◆集落営農推進セミナー/田村地域の地元2組合が事例発表/たむら

【たむら】集落営農への関心と意識を高めてもらおうと、田村地域集落営農推進協議会とJAたむら、県中農林事務所田村農業普及所は18日、田村市船引町で「たむらのいきいき集落営農セミナー」を開き、約200人の参加者に集落営農の重要性を訴えた。
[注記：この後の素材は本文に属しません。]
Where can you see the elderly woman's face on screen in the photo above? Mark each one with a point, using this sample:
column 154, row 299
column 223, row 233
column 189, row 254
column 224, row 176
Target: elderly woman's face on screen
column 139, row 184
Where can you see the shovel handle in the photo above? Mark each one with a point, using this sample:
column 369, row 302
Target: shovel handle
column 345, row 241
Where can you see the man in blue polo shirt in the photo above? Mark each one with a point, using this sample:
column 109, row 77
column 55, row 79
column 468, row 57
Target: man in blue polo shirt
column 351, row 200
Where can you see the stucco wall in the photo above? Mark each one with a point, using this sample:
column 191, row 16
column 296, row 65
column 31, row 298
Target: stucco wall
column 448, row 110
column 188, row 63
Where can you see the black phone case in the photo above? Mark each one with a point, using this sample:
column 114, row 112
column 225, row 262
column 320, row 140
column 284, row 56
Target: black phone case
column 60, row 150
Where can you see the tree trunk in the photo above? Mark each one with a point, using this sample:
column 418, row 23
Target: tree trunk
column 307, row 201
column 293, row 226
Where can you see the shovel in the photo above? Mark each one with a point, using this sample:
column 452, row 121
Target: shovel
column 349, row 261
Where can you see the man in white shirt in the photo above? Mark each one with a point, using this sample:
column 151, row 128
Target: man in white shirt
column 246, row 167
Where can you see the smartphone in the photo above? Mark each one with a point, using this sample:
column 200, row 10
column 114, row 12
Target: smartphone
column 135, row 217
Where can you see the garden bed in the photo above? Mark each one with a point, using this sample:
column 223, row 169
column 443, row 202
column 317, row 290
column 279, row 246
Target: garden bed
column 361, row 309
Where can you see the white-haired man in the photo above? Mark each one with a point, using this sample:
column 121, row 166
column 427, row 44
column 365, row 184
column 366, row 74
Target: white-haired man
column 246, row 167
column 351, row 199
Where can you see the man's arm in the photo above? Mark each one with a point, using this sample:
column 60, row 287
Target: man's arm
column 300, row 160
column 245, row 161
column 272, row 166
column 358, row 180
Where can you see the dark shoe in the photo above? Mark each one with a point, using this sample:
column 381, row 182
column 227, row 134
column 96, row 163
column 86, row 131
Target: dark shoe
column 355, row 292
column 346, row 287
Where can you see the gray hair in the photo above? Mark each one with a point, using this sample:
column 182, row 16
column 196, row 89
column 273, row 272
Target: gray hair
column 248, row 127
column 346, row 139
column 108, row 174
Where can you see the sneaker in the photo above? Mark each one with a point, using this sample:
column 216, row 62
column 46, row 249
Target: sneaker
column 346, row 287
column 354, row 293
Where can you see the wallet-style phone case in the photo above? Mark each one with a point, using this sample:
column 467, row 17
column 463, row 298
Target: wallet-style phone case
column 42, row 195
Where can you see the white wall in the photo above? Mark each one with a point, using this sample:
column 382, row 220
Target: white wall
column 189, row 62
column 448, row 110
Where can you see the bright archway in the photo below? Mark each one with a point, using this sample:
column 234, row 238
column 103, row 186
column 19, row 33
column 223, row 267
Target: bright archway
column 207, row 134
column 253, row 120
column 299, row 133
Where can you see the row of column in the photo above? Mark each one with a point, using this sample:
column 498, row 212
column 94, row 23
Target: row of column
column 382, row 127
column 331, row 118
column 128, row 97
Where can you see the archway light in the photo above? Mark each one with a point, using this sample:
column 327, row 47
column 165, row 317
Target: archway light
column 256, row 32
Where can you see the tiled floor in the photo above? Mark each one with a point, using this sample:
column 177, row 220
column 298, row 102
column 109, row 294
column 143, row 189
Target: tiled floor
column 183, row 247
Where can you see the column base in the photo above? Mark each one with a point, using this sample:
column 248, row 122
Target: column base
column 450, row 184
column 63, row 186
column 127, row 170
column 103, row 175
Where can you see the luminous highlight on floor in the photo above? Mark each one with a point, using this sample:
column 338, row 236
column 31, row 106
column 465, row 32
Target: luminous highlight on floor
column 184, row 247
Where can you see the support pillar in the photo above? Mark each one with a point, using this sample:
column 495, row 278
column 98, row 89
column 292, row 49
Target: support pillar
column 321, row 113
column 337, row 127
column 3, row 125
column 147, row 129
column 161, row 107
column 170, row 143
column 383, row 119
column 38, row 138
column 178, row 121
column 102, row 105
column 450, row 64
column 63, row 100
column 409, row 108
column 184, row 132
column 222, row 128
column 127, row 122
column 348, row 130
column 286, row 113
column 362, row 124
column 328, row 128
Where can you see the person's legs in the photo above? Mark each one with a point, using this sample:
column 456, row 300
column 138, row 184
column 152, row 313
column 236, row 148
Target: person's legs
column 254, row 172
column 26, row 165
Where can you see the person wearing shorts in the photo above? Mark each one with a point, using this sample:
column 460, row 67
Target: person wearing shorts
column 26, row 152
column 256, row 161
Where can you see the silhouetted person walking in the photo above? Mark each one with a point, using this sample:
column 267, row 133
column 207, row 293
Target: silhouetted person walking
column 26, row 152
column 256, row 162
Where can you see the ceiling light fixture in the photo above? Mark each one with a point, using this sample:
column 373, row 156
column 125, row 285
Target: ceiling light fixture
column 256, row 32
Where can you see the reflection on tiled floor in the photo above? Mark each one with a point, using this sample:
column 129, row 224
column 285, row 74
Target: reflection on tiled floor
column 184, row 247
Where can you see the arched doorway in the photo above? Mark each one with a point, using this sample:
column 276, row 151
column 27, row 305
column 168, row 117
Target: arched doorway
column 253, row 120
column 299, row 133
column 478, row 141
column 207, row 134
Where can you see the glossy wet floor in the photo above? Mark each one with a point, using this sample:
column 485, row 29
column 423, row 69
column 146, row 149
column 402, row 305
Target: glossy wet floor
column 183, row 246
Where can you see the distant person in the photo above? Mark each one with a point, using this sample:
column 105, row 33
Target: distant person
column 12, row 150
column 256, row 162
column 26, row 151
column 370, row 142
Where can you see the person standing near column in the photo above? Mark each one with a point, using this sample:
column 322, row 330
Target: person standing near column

 マーケティングプロデューサーで農学博士の平岡豊さんは「中山間地の特性を活かした産地づくりが大切。地元野菜の強みは、鮮度や風味、食感など。野菜調理法の提供も必要。既成概念を飛び越え、視点を変えることで、地域農業の活性化につながる」と、基調講演で訴えた。
 事例発表では、同市常葉町の新田作地区営農改善組合の渡辺哲組合長が「農用地利用集積への理解不足や経営への不安もあったが、集落で話し合いを重ね、行政やJAの支援もあり、集落内で理解された。今後は、土地利用の機能活性化をめざしたい」と報告。また、同市船引町の芦沢営農組合の渡辺善二郎組合長は「ライスセンター組織の受託水田が、芦沢地区全域に分散し効率が悪かった。地区内の認定農業者など作業受託農家と一緒に、稲作作業の受け皿となる芦沢生産組合を設立し、担い手を確保した。今後は、構成員を確保し、事業規模の拡大を図っていきたい」と、課題や改善方法、今後の取り組みを発表した。
 JA管内では、29地区を推進集落に定め、現在農用地利用改善団体が7地区、うち2団体が特定農業団体として法人化をめざし活動している。